To answer these questions, we need to use the concept of interference of sound waves. Let's break it down step by step:
a) To find the wavelength of the sound, we can use the interference pattern created by the two speakers. The distance from speaker A to D is 3.10m, and the distance from speaker B to D is 2.40m. We can assume that point D is where the person hears the minimum sound, which means point D is at a node (a point of destructive interference) between the two speakers.
The condition for destructive interference is that the path difference between the two speakers must be an odd multiple of half the wavelength. Therefore, we have:
2.40m - 3.10m = (2n + 1) * (λ/2), where n is an integer.

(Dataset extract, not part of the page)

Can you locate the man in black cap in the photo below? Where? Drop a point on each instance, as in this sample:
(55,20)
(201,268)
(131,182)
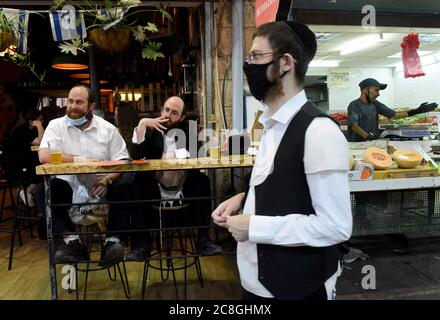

Simplifying this equation, we get:
-0.70m = (2n + 1) * (λ/2)
Since λ is the wavelength, we can now solve for it:
λ = (-0.70m) * (2 / (2n + 1))
λ = -1.40m / (2n + 1)
Here, n can be any integer, so we have a range of possible wavelengths. The exact value of λ will depend on the particular value of n.
b) To find the speed of sound, we can use the formula:
Speed = Wavelength * Frequency
We are given that the frequency is 240 kHz, which means 240,000 cycles per second. Now, we need to convert the frequency to Hz:
240 kHz = 240,000 Hz
Since we do not have the exact value of the wavelength from part a, we can take the average wavelength when n = 0. Substituting these values into the formula, we get:
Speed = (average wavelength) * (frequency)
Speed = (-1.40m / (2 * 0 + 1)) * (240,000 Hz)
Using this calculation, we can determine the speed of the sound.
Please note that the negative sign in the equation arises from the fact that we are calculating the distance between two nodes (destructive interference points) which are out of phase. If you need a positive distance, simply ignore the negative sign during the calculation.